Der Blick einen Kirchturm weiter macht das noch deutlicher. Denn nachdem die evangelische Landeskirche Westfalens eine Absage dringend empfohlen hatte, bleibt die Grevener Christuskirche, in der sich sonst Familien dicht an dicht zum Krippenspiel treffen, ausgerechnet an diesem Heiligen Abend sogar gänzlich geschlossen.
Kein Weihnachtsliedersingen, nicht mal der akribisch geplante Stationengottesdienst unter Corona-Abstandsregeln geht bei den Protestanten zum Fest der Feste über die Bühne. „Das ist wirklich traurig“, macht Pfarrer Jörn Witthinrich am Telefon aus seiner Enttäuschung keinen Hehl, während vor seiner Kirche ein kalter Wind über den verwaisten, verregneten Wilhelmsplatz weht.
Seit er in den Neunzigern als Vikar seinen Dienst für die Kirche begann, hat Witthinrich jedes Jahr vor Gemeinden gestanden, um Christvespern und Weihnachtsandachten mitzugestalten. „Dass das jetzt nur noch übers Internet stattfindet, ist auch für mich persönlich ziemlich ungewohnt“, verweist Witthinrich auf die Youtube-Videos, die er und sein Pfarrteam vorab ins Netz gestellt haben.
Und dennoch: Nur Trübsal blasen, das will der Theologe an diesem Weihnachtsfest dann doch nicht. „Fürchtet euch nicht!“ Die Hoffnungsbotschaft, die die Engel den Hirten bei der Geburt Jesu auf dem Feld bei Bethlehem verkündet hätten, die gelte es jedenfalls gerade in diesen Tagen, in denen die ersten Impfungen gegen das Virus angelaufen sind, zu beherzigen, findet er. Und wer will, kann am Ende ja doch noch kurz für ein individuelles Gebet in seine Kirche kommen. Am zweiten Weihnachtsfeiertag zur sogenannten „offenen Kirche“. Immerhin.

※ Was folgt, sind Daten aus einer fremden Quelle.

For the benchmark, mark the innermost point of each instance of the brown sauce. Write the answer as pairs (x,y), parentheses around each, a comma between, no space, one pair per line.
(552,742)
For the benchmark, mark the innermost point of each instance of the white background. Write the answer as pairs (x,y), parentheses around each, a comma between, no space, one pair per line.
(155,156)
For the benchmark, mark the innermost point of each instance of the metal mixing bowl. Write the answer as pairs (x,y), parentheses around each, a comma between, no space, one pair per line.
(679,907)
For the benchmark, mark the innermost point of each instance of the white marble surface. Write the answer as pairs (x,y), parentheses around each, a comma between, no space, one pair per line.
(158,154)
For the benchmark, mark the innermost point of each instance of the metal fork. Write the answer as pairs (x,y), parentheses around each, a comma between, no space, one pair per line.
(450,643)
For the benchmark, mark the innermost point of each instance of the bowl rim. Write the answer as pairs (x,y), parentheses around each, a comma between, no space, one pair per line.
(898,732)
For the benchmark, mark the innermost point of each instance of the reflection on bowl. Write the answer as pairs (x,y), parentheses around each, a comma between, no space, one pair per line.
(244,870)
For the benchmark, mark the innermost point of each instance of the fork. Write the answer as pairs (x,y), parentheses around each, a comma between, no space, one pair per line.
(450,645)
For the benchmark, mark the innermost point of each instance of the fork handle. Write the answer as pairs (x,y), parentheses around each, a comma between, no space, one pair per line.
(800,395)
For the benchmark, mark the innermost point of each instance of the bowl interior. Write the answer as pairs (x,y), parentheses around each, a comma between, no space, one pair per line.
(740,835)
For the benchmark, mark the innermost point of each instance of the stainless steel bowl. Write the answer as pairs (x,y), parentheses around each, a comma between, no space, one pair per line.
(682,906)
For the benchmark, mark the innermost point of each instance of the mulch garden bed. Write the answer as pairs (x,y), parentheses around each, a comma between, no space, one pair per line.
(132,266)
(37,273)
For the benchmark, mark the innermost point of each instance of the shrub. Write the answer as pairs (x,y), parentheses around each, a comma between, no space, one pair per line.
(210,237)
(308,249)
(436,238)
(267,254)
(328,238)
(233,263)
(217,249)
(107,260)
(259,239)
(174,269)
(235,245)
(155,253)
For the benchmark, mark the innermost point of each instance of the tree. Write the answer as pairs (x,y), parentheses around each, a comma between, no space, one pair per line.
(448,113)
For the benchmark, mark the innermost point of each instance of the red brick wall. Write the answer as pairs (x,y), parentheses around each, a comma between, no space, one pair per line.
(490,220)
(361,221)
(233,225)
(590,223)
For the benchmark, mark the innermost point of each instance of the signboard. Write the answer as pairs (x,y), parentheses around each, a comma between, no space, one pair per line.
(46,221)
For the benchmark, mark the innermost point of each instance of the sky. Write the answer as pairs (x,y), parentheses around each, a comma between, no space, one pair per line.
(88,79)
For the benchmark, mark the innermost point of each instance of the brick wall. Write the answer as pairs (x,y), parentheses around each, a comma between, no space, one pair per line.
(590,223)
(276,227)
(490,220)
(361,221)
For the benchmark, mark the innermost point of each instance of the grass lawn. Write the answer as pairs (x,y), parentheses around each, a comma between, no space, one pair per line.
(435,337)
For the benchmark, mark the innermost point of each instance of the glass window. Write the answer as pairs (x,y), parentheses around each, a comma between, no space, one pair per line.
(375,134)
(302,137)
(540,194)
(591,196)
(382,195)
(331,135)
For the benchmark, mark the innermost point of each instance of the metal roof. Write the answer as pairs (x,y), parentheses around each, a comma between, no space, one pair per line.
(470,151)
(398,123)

Letzteres ist ein Konzept, das letztlich auch all jene Katholiken etwa in der Josefskirche nutzen, die dann doch lieber, des Infektionsschutzes wegen, die Messe in Präsenz meiden, aber trotzdem auf den Kirchenbesuch nicht vollends verzichten wollen. Einmal kurz die Krippe anschauen, einen „Segen to go“ und ein Fläschchen Weihwasser mit nach Hause nehmen, alles auf Abstand – auch so geht Weihnachten feiern unter Corona.
Zurück im Gottesdienst in der Martinuskirche stimmt der Organist derweil das Schlusslied an. „Stille Nacht, heilige Nacht. Alles schläft, einsam wacht“, heißt es da. Summen. Orgelklänge. Es sind Traditionszeilen, die jeder seit jeher kennt. Und dennoch entfalten sie im Coronajahr 2020 eine besondere Wirkung.
Alles schläft, einsam wacht? Da denkt in diesem Jahr jeder an den Lockdown. Die Bilder geschlossener Geschäfte, verriegelter Schulen und Restaurants. Und auch der Geburtstag ohne den geschätzten Freund aus Kindheitstagen und der einsame Weihnachtsschmaus der Großeltern ohne die geliebten Enkel kommt manch einem in diesem Augenblick in den Sinn.
Im nächsten Jahr, das bleibt die finale Hoffnung, wird es dann wieder anders sein. Weihnachten in vollen Kirchen, mit singenden Chören, mit „Oh du Fröhliche“ beim Krippenspiel. So wie es immer war. Vor Corona.